Иван Гора, сидя спиной к окошку, обратился к Задуйвитру, угрюмо стучавшему ногтями по столу:
— Ты, хлебороб, что об этих делах думаешь?
— Тебе сколько пшеницы надо взять в Спасском?
— Многовато. Со ста шестидесяти двух дворов — четыре с половиной тысячи пудов зерна, по классовой разверстке, само собой…
— Столько вряд ли дадут.
— За тем вас и посылаю, чтобы дали. Посылаю без оружия, товарищи.
— Оно и ни к чему, — проворчал Латугин.
— Без него бойче будешь доказывать, — сказал Байков, подмигнув. — Не к врагам едем, — к своим.
— И к своим, и к врагам, — сурово сказал Иван Гора.
— Слушай, комиссар, — сказал Задуйвитер, — я не пячусь, заметь это. Но не наше все-таки это дело — в чужие амбары лазить. Противно.
— А ты как думаешь, Латугин?
— Не лезь ты ко мне в душу, Иван… Привезем тебе хлеб и — точка.
— А ты, Байков?
— А я помор, я человек артельный.
— Товарищи, вот для чего я вас позвал. — Иван Гора положил большие руки на стол и стал говорить тихим голосом, как батька с сыновьями. — Хлебная монополия — это становая жила революции. Отмени сейчас монополию, — сколько бы мы пота и крови своей ни проливали, — хозяином окажется кулак. Не прежний лавочник, с ведерным самоваром, но — подкованный, в семи щелоках вываренный, каленый…
— Да какой — кулак, кулак? — крикнул Задуйвитер. — Растолкуй ты мне. У меня в хозяйстве две коровы. Кто я?
— Не в коровах дело, а — чья будет власть? Деревенский кулачок день и ночь об этом думает. Он и работника отпустил, он и корову зарезал, и землю осенью не пахал, и на митингах кричит, голосует за Советы. Он крепенький, как блоха.

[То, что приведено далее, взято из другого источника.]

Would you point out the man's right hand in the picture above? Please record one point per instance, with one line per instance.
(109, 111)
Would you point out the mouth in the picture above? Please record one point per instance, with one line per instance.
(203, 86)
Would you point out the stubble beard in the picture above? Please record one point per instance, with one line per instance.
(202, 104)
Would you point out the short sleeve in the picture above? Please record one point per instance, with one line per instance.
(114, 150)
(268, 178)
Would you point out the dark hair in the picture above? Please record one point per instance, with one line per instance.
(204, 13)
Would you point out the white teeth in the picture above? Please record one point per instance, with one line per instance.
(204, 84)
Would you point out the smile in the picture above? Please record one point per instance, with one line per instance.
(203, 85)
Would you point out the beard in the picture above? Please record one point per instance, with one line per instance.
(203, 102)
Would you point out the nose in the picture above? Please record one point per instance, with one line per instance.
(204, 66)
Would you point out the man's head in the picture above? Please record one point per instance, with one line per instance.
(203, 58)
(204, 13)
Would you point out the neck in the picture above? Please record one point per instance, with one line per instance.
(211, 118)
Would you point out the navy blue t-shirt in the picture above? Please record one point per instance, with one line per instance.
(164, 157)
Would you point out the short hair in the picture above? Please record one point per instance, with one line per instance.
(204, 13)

— Хорошо, Иван… Я домой вернулся, купил еще корову или пару волов. Тогда как?
— А ты волей или неволей пошел в Красную Армию?
— Ну, волей, — согласился Задуйвитер.
— Тогда волов не купишь…
— Почему? Не знаю — почему бы мне не купить волов.

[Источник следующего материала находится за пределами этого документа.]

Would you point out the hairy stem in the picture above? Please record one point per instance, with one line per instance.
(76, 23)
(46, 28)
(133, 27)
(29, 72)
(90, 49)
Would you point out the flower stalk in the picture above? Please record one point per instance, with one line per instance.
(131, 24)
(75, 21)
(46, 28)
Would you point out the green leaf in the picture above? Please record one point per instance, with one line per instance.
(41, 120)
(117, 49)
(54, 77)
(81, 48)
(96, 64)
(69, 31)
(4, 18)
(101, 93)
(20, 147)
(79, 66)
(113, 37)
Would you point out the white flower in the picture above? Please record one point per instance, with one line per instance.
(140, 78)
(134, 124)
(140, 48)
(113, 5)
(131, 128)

— Интерес у тебя должен быть шире, не из-за этих же двух волов ты взял винтовку…
— Да купит он волов, — сказал Латугин, — чего ты его мучаешь. Говори дальше.

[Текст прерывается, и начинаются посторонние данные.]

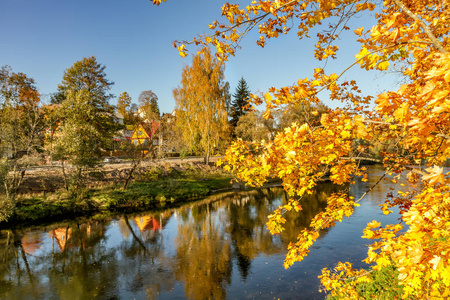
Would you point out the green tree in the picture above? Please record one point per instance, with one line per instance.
(239, 105)
(201, 104)
(148, 105)
(87, 118)
(87, 74)
(21, 125)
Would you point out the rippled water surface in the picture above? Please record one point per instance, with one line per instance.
(217, 248)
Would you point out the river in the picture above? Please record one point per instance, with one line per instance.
(216, 248)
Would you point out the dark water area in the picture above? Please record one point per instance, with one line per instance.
(217, 248)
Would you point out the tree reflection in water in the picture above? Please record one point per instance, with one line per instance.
(127, 257)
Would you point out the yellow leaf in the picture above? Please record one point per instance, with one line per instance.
(359, 31)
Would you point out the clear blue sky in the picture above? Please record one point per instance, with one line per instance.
(133, 39)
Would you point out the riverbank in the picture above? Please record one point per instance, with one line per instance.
(155, 186)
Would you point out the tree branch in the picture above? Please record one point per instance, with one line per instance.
(422, 24)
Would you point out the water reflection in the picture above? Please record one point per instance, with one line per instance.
(209, 249)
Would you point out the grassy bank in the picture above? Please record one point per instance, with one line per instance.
(156, 188)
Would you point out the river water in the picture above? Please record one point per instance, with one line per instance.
(216, 248)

Иван Гора качнул головой, усмехаясь:
— Спорить не стану, а хочется в человека верить… Ну, ладно… Какая же задача у этого класса? Задача у кулака — перехватить хлебную торговлю. Революция ему раскрыла глаза, он уж теперь не деревенскую лавчонку, не кабак видит во сне, — видит элеваторы да пароходы. Если он революцию оседлает, поработаешь ты на него, Задуйвитер, до кровавого пота, и твои волы будут его волы. Он и монополию думает повернуть к своей выгоде. Был случай, — приезжаем мы в село с продотрядом; как ни бьемся, — все мимо: вражда, никакие слова не действуют. Ихний кровопивец, Бабулин, — в плохоньком тулупчике, в худых валенках, ласковый, смирный, только все бороденку покусывает… Что, думаю, такое? Мы в амбары к нему, — там ни зерна. Само собой, порыли, — ничего нет. На скотном дворе — паршивенькая лошаденка да две коровьих шкуры под крышей. Что же он сделал? Узнал, сукин кот, о нашем приезде, пошел по мужичкам: «Ах, да ах, царские исправники вас так не мучили, как мучает советская власть. Мне-то, говорит, все равно, я к дочери в город переберусь, дочь моя — за председателем исполкома, а вы — уж не знаю — как этот год переживете. Большевики все берут, и солому у вас с крыш возьмут для Красной Армии… Бог любит милостливых, — идите, братцы, ко мне в амбары, берите хлеб до последнего зерна, живы будем — сосчитаемся…» Расписочки все-таки он с них взял, но — благодетель… Нам он ничего не дал, а зерно свое с мужиков вернет вдвое. Он мал, да он — везде, его много. Справиться с ним нелегко. Он тысячу лет сидит у мужичьего рта, он знает — кого за какую нитку потянуть. Да, ребята, хлебная монополия — капитальное, дальновидное дело. Тяжелое, — правильно. А чего легко-то делается? Целину пахать всегда трудно. Легко только на балалайке играть… Если крестьянин этой большой политики не понимает, — виноват в первую голову ты. Заходишь ты на зажиточный двор, говоришь хозяину: «Отопри амбар». Каждое зерно в нем как слеза. Но каждое зерно — святое, для святого дела.